Tactics, which had proved successful during the earlier western campaigns, proved inappropriate when applied to this fiercely stubborn and less compliant adversary in the east. Inadequacies in German defence doctrine, already identified by senior commanders after the victorious Polish and French campaigns, became apparent again. Although Blitzkrieg doctrine depended on ‘lightning’ advances supported by close Luftwaffe air support, ultimate success depended on how fast the marching infantry could cover ground before they closed with the enemy, and how effectively the Panzers could defend while waiting for them. Much of the fighting, apart from the skirmishing involved establishing pocket perimeters, became a matter of sheer infantry will-power to contain and destroy increasingly desperate cut-off Russian units inside. Robert Rupp, a motorised infantry soldier serving with Army Group Centre, encapsulated the nature of pocket fighting in a diary entry of 31 July. ‘One is concurrently defending during every attack,’ he wrote, ‘perhaps even more than when defending.’(1)

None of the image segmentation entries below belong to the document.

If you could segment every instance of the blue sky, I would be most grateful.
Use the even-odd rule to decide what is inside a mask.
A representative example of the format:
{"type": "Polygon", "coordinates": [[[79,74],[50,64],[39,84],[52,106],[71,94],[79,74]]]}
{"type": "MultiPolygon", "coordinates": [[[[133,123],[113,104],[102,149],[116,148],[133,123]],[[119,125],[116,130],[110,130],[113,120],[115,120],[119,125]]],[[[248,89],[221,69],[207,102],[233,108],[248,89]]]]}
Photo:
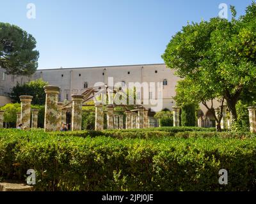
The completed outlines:
{"type": "MultiPolygon", "coordinates": [[[[244,13],[251,0],[0,0],[0,21],[33,34],[38,69],[162,63],[188,21],[218,15],[221,3],[244,13]],[[36,18],[27,18],[28,3],[36,18]]],[[[230,13],[228,13],[230,17],[230,13]]]]}

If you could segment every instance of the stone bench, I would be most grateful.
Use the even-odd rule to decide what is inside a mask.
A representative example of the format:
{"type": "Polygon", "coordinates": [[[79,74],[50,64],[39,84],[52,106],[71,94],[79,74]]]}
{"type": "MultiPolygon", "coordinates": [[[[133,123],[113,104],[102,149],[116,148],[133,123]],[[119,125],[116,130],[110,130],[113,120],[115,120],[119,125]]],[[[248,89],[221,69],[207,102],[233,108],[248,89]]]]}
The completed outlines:
{"type": "Polygon", "coordinates": [[[0,182],[0,191],[32,191],[33,187],[20,181],[8,180],[0,182]]]}

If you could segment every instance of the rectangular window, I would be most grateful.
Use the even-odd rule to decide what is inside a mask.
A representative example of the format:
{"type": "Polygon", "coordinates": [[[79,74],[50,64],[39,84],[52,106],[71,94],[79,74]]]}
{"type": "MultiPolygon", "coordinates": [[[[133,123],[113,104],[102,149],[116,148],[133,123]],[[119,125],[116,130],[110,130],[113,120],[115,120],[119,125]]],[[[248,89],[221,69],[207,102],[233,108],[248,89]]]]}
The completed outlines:
{"type": "Polygon", "coordinates": [[[140,92],[138,92],[136,93],[136,99],[140,100],[140,92]]]}

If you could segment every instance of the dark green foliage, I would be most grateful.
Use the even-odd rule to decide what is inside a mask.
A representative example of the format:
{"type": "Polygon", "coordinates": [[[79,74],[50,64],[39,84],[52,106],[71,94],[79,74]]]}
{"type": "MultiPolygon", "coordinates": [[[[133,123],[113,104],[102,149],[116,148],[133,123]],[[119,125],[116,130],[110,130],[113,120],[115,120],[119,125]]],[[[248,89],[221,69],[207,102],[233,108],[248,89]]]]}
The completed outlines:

German Panzer divisions may have been fearsome in the attack but they were less formidable when tied to static defensive tasks because they were short of infantry. An up-to-date Panzer operations manual, published just six months before the campaign, devoted 26 pages to the ‘Attack’, but only two paragraphs covered ‘Defence’.(2) Units not only lacked time when hastily organising defensive pickets, but also lacked the expertise needed to produce the sort of co-ordinated defence in depth recommended in infantry training manuals. Motorised units skilled in the art of mobile warfare did not have the eye for ground that experience conferred when selecting defensive positions. A young infantry Leutnant with the Ist Battalion of Panzergrenadier Regiment ‘Grossdeutschland’ explained the dilemma of having to create a defensive position near Smolensk by night:
‘The battalion had taken up a so-called security line spread improbably far apart. This was something new for us; we had never practised it. There was no defence, only security. But what if the enemy launched a strong attack?’(3)
In France or Poland motorised units had generally superimposed a hasty and ad hoc screen consisting of primarily security pickets around an encircled enemy force. It did not work in Russia. Generalfeldmarschall Fedor von Bock, commanding Army Group Centre, wrote with exasperation at the inevitable consequence on 20 July as the battles around Smolensk gathered momentum:
‘Hell was let loose today! In the morning it was reported that the enemy had broken through the Kuntzen corps at Nevel. Against my wishes, Kuntzen had sent his main fighting force, the 19th Pz Div, to Velikiye Luki, where it was tussling about uselessly. At Smolensk the enemy launched a strong attack during the night. Enemy elements also advanced on Smolensk from the south, but they ran into the 17th Pz Div and were crushed. On the southern wing of the Fourth Army the 10th Motorised Division was attacked from all sides and had to be rescued by the 4th Panzer Division. The gap between the two armoured groups east of Smolensk has still not been closed!’(4)
Hubert Goralla was a Sanitätsgefreiter with the 17th Panzer Division caught up in the desperate fighting alongside the Minsk-Moscow Rollbahn leading into Smolensk. Russian break-out attempts were on the point of collapse.
Generalfeldmarschall von Bock was ordered prematurely to close the Army Group Centre armoured pincers on Minsk (300km from Brest-Litovsk) at the end of June, when his preference was to push further east and create an even bigger pocket stretching 500km to Smolensk. His two Panzergruppen came together at Minsk, employing 23 German infantry divisions after the initial encirclement on 29 June. 50% of Army Group Centre’s fighting power was thus tied up until the pocket capitulated on 9 July. Nevertheless, sufficient momentum had been achieved by the remainder of army Group Centre close to the Smolensk pocket on 17 July. The Russians unexpectedly fought on, tying down 60% of the army group’s offensive fighting power until 11 August. Despite staggering Soviet losses, the Blitzkrieg momentum had run out of steam just beyond the Smolensk land bridge’, the jumping-off point for any assault on moscow.